Sempre al punto 4 a nostro avviso va tolta la riserva dell'Ente di confermare il prosieguo dell'incarico al vincitore, non si liquida con 15.000 Euro un impegno di questa portata.
Ai concorrenti non viene messa a disposizione alcuna documentazione sull’area di intervento:
Nel citato bando rivolto alla partecipazione di architetti ed ingegneri vengono poste, per la partecipazione, condizioni discriminatorie riguardo ai requisiti di capacità economico finanziarie e tecnico organizzative, compreso il numero medio annuo di personale impiegato pari a 6 unità negli ultimi 3 anni, condizioni che da sole bastano a limitare la partecipazione al bando ad una quota attorno all’uno per cento degli iscritti ai rispettivi ordini.

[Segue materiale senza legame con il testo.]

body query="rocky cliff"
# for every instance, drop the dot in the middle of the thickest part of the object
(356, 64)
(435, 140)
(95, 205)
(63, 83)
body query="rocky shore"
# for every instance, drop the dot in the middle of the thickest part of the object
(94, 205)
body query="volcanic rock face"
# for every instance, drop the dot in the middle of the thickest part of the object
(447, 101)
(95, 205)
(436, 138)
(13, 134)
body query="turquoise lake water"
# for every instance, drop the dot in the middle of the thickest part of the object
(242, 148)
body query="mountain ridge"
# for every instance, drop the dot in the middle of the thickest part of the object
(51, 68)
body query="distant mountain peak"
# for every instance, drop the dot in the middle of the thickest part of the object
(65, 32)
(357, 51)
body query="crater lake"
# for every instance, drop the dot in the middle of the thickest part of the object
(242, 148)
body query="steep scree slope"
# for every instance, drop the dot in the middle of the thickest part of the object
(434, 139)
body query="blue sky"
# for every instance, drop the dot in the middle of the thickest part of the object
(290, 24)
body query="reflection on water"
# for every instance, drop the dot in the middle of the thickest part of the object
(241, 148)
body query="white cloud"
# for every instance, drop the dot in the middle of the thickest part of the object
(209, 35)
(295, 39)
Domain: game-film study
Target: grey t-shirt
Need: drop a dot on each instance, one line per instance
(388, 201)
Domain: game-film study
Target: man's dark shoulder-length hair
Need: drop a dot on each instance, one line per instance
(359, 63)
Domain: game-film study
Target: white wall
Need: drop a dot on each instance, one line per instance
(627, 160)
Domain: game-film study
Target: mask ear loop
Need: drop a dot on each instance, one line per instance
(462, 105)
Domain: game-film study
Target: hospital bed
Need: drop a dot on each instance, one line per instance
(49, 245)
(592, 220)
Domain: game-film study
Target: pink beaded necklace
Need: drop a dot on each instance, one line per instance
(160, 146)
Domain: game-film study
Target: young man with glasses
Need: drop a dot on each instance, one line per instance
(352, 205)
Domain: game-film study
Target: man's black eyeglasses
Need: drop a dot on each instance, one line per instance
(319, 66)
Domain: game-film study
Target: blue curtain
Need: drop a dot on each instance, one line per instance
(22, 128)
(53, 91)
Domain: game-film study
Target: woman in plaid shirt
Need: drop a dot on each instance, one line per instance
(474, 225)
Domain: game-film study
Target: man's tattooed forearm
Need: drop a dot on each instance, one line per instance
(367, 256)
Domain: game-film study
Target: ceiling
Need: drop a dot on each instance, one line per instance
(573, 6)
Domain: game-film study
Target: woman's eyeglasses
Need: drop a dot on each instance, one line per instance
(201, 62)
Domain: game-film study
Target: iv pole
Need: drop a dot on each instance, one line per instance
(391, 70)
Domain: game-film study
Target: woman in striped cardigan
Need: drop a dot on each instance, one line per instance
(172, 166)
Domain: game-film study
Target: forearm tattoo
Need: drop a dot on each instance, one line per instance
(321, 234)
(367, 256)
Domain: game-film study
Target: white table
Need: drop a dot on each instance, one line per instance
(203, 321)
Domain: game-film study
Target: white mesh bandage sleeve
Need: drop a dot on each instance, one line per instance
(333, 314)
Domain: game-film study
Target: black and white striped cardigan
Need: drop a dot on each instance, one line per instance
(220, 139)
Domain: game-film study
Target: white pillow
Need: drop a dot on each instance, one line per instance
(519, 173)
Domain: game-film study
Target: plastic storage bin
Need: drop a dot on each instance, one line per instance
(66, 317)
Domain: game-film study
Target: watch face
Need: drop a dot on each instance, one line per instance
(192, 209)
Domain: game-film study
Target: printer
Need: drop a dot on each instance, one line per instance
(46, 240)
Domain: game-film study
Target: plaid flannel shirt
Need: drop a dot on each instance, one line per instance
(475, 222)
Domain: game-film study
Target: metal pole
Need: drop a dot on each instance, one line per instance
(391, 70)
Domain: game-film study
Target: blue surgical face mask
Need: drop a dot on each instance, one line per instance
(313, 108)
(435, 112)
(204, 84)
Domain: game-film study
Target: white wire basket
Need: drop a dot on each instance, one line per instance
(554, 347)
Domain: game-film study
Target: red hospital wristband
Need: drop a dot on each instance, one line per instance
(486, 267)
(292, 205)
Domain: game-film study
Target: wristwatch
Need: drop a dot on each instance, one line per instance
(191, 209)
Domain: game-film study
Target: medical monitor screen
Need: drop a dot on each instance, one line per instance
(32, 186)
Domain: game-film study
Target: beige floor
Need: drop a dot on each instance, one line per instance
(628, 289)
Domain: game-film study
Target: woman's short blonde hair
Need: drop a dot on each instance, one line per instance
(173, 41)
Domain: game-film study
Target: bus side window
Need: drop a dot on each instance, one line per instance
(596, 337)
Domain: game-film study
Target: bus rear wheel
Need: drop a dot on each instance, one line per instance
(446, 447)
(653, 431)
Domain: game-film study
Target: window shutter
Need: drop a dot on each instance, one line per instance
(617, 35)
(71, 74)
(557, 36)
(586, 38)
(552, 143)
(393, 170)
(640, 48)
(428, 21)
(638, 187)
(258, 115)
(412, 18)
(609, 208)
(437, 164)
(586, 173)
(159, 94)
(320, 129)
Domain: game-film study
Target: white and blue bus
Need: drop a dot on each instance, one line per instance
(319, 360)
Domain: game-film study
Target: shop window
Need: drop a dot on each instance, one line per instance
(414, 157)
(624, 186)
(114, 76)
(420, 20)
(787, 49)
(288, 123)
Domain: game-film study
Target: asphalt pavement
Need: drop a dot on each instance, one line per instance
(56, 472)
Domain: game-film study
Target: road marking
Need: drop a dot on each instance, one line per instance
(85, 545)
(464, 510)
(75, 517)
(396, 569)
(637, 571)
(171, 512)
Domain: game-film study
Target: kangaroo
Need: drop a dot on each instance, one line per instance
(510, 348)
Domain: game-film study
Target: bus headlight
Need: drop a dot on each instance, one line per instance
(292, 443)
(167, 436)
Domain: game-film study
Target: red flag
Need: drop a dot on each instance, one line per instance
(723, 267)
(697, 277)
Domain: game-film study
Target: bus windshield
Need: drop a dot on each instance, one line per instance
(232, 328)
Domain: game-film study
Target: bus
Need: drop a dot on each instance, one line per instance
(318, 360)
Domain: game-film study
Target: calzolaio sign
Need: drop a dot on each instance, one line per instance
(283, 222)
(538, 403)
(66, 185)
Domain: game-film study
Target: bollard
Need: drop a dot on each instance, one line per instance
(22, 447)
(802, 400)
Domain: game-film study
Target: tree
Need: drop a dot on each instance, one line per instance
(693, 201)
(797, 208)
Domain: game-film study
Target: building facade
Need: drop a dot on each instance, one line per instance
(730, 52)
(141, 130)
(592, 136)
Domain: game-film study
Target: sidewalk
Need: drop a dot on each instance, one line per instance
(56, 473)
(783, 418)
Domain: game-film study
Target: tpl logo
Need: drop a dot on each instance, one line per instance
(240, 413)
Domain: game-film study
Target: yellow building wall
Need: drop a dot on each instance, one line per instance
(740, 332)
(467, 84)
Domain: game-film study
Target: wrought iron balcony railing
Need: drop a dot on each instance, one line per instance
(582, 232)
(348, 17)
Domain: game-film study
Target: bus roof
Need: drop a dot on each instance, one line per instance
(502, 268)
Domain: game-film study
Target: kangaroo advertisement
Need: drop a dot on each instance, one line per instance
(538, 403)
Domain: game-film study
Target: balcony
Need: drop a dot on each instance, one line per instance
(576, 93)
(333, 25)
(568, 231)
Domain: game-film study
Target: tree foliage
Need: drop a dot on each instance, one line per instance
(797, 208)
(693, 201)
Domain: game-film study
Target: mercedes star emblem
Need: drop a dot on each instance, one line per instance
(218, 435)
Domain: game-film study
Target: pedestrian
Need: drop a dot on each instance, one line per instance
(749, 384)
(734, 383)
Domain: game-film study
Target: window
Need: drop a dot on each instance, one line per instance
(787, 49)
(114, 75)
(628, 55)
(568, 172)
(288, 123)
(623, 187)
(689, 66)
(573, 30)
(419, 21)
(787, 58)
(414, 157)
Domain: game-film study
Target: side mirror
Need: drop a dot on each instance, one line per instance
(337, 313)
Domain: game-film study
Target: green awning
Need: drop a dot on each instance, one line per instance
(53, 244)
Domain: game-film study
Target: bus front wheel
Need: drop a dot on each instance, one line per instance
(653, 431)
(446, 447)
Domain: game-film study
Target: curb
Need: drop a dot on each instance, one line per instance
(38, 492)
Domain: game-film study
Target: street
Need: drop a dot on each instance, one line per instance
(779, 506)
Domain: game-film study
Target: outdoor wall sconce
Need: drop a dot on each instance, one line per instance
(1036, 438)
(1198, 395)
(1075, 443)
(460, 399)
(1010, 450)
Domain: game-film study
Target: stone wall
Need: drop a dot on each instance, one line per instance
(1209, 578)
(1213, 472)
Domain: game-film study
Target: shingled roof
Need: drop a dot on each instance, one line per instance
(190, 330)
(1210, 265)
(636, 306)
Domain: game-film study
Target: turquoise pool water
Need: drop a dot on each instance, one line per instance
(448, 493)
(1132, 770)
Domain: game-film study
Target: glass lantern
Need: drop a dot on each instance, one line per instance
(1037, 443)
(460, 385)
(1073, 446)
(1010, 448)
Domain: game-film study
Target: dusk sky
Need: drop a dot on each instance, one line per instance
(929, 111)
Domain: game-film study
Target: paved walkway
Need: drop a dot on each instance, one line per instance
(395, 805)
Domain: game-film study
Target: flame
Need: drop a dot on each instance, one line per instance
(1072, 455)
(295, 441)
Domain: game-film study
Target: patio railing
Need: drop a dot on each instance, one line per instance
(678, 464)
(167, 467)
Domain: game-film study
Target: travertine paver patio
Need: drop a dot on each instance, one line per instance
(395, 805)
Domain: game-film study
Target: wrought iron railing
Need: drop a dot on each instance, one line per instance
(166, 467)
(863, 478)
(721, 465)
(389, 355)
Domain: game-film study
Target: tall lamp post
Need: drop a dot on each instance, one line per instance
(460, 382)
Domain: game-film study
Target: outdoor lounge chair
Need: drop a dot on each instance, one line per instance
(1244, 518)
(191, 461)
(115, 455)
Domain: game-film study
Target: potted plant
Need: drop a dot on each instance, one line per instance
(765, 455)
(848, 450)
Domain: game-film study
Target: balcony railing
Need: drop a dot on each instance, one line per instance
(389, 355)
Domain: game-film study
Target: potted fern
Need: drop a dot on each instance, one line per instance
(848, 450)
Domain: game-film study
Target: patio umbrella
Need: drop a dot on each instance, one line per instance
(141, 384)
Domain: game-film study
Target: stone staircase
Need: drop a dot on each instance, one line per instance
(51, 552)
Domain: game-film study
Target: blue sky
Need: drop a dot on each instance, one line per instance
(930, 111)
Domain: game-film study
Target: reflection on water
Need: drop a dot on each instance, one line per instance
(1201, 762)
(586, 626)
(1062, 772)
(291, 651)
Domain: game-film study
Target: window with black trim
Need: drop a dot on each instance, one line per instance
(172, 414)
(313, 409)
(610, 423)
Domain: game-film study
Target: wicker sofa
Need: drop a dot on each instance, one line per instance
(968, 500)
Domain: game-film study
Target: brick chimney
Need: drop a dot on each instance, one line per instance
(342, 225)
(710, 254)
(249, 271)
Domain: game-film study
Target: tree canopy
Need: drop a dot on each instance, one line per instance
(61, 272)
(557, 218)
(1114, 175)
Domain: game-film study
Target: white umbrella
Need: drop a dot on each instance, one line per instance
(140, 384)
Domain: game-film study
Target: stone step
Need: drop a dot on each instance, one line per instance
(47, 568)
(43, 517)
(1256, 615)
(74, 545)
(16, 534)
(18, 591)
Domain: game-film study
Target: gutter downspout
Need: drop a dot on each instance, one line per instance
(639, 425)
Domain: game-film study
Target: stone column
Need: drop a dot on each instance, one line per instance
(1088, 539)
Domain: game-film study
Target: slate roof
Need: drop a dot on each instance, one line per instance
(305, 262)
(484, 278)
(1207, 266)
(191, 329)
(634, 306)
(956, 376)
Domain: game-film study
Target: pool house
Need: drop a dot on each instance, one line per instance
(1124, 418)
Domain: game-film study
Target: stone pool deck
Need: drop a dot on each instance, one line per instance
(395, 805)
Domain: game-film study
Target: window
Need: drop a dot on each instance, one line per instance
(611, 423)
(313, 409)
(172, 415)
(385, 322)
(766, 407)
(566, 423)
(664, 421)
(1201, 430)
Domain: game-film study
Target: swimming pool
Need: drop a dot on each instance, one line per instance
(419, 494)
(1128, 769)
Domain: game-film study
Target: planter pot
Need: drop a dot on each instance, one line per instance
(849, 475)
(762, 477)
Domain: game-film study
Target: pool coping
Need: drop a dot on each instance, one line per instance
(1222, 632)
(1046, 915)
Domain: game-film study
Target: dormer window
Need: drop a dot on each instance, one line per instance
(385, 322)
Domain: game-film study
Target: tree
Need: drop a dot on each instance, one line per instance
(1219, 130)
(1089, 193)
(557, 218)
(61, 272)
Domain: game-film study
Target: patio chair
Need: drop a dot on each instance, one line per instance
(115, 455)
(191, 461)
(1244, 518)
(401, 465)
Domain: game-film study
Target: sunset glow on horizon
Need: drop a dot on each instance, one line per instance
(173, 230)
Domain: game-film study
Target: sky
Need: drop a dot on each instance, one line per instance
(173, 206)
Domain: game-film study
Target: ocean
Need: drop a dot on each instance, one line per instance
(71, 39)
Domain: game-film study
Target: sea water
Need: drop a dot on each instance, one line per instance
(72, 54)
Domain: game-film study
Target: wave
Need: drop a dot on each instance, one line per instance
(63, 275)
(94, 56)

Tale scelta sortisce un primo risultato ad effetto “ boomerang “ per l’ente banditore che da solo si preclude l’opportunità di accedere, col bando, ad una gamma più articolata di offerte progettuali.
Stupisce inoltre, particolarmente nella situazione di crisi nella quale versa il paese, che un ente come la C.C.I.A.A. di Oristano che dovrebbe rappresentare tutte le aziende iscritte, compreso soprattutto le minori che maggiormente risentono della attuale crisi economico-finanziaria, nella formulazione del bando attui una scelta discriminatoria che di fatto esclude la quasi totalità delle professionalità alle quali si rivolge, adottando parametri meramente quantitativi a discapito della qualità.
Tale comportamento è indice di una totale insensibilità culturale e sociale, non degna di un ente come la C.C.I.A.A. che ha per compito quello di avere l’attenzione aperta a 360 gradi sulla totalità della realtà produttiva, al suo interno, come all’esterno, anche quella di minore entità quantitativa che spesso conferma l’antitesi quantità- qualità.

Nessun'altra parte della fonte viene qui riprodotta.